The simplicity of the idea behind Dr Andrew Thomas’s flute recital belied the complexity of its content; two mix-tapes (for the younger generation, read ‘playlists’) of music drawn from contrasting compositional styles, and featuring music by a wide range of composers. Presented without programme notes until after the recital, and cleverly blending and linking disparate genres and styles, the common threads were (loosely) dreams and nature, and the clear messages were (firstly) that music speaks for itself without us needing to know too much about it beforehand, and (secondly) that the musical experience is more important than the gender of the composer, or the colour of their skin: music is a universal language that binds us all together. The musical and cultural diversity that this recital presented was a wonderful example of the riches to be discovered when a performer applies deep musical curiosity and an adventurous spirit to an imaginative and intellectual approach to programme planning, and it was very much en pointe with the Music Department ethos.

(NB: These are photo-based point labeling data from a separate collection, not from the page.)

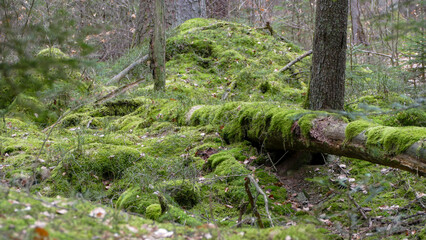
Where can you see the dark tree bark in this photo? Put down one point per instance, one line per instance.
(157, 45)
(358, 35)
(327, 85)
(144, 23)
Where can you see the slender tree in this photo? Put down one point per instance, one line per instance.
(327, 85)
(358, 35)
(158, 47)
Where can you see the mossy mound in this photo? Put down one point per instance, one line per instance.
(213, 60)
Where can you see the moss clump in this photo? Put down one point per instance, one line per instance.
(52, 52)
(354, 128)
(410, 117)
(394, 140)
(185, 193)
(136, 200)
(225, 164)
(119, 107)
(179, 216)
(153, 211)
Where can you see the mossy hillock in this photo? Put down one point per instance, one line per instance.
(118, 153)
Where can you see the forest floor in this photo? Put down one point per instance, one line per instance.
(102, 170)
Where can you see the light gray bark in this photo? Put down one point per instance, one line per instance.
(158, 47)
(327, 85)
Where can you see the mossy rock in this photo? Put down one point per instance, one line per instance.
(52, 52)
(119, 107)
(153, 211)
(410, 117)
(178, 215)
(184, 193)
(225, 164)
(136, 200)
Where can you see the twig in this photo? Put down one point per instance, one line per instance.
(296, 60)
(163, 204)
(270, 159)
(359, 208)
(253, 205)
(123, 73)
(243, 208)
(376, 53)
(264, 197)
(118, 91)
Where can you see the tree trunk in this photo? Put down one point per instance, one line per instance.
(158, 47)
(276, 128)
(144, 23)
(327, 85)
(358, 35)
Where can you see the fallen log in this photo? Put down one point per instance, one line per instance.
(278, 128)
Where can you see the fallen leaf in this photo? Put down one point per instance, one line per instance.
(41, 234)
(61, 211)
(98, 213)
(162, 233)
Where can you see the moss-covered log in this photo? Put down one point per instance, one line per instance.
(278, 128)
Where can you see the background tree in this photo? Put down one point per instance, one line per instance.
(158, 47)
(327, 85)
(358, 35)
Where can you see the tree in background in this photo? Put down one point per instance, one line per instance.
(157, 47)
(358, 35)
(327, 85)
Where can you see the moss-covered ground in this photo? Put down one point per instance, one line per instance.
(102, 169)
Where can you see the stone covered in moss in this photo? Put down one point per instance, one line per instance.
(153, 211)
(185, 193)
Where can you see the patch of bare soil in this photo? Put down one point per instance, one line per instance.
(311, 197)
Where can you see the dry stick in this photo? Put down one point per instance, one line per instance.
(123, 73)
(118, 91)
(163, 203)
(296, 60)
(272, 162)
(360, 210)
(253, 205)
(264, 197)
(376, 53)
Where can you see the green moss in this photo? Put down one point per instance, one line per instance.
(52, 52)
(410, 117)
(136, 200)
(153, 211)
(394, 140)
(178, 215)
(185, 193)
(354, 128)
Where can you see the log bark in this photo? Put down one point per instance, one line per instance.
(123, 73)
(314, 131)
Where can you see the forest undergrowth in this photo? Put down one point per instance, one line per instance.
(135, 165)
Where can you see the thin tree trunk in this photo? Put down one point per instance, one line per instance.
(358, 35)
(158, 47)
(327, 85)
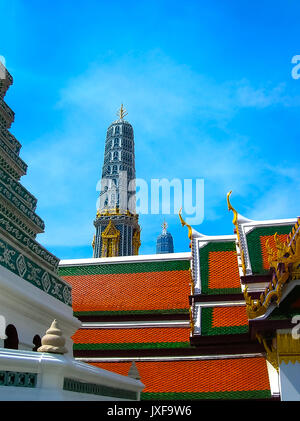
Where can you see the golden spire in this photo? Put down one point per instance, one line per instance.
(164, 226)
(122, 112)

Dr Thomas is something of a polymath, and the musical threads, links, recurrent motifs and strands that came together highlighted considerable thought and imagination (even extending to a brief foray into song – Schumann’s Aug einer Burg), and always supported by sensitive piano accompaniment from his wife Rachael Thomas, whose discrete and musical playing was notable throughout, particularly in her piano solo from Prokofiev’s Vision Fugitives.

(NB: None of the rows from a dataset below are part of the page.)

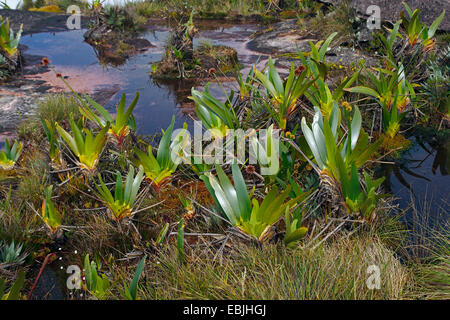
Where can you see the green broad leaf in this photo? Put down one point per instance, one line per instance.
(180, 240)
(355, 127)
(162, 234)
(163, 154)
(241, 191)
(433, 28)
(364, 90)
(275, 77)
(229, 191)
(14, 293)
(295, 235)
(312, 143)
(325, 45)
(355, 187)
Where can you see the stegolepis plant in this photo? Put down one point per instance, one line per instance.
(124, 120)
(84, 144)
(243, 210)
(120, 205)
(10, 155)
(160, 168)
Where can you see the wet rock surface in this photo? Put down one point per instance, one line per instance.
(284, 39)
(34, 21)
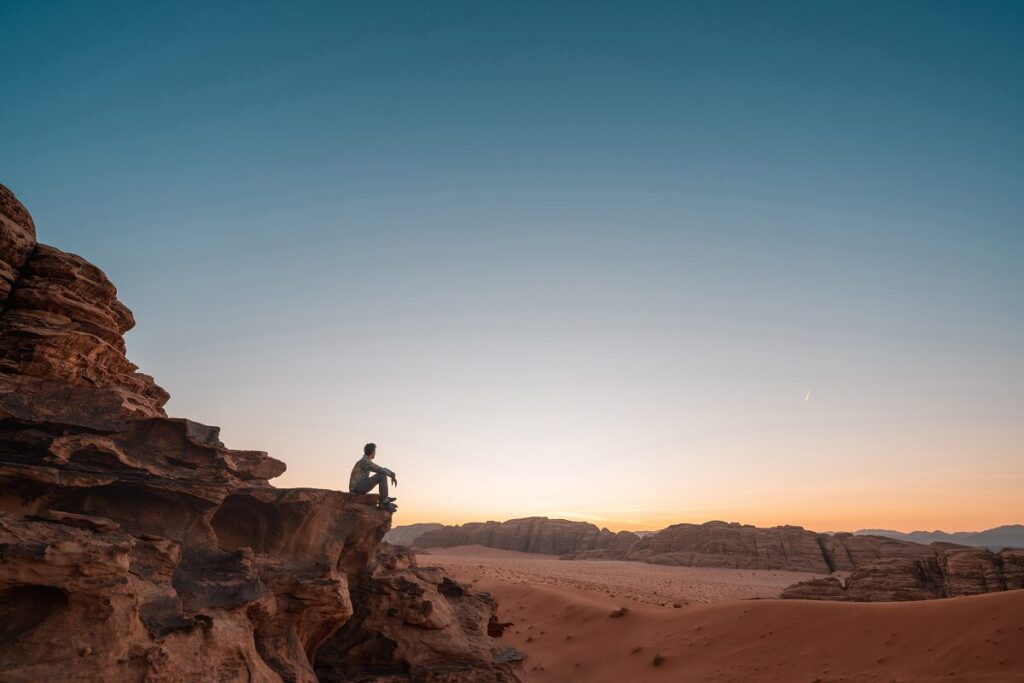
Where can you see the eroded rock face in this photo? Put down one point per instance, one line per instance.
(714, 544)
(529, 535)
(942, 572)
(417, 624)
(136, 547)
(62, 329)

Dr Thomas is at his best in virtuosic contemporary music, with his handling of extended techniques, timbre and sonority illustrating the full range of the flute’s capabilities, and his own considerable technique. His attention to the musical detail was forensic; taut rhythms and clarity of articulation a real hallmark, and – for attentive pupils – a masterclass in being faithful to the score and the composers’ intentions. They were at their best as a duo in Messiaen’s Le Merle Noir, Robert Dick’s Fish Are Jumping was a vibrant illustration of modern 12-bar blues infused with extended techniques, and immediately captured the audience’s attention, and two other pieces stood out for me; Rhian Samuel’s Ariel, and Dr Thomas’s own Song of Love; the influence of one over the other palpable: the former taught the latter composition at university.

This was a hugely enjoyable flute and piano recital that challenged perceived ways of presenting repertoire, celebrated musical diversity in all its forms, and highlighted the exceptional and multi-faceted talents of one of our members of staff. It was a fitting end to our concert series season.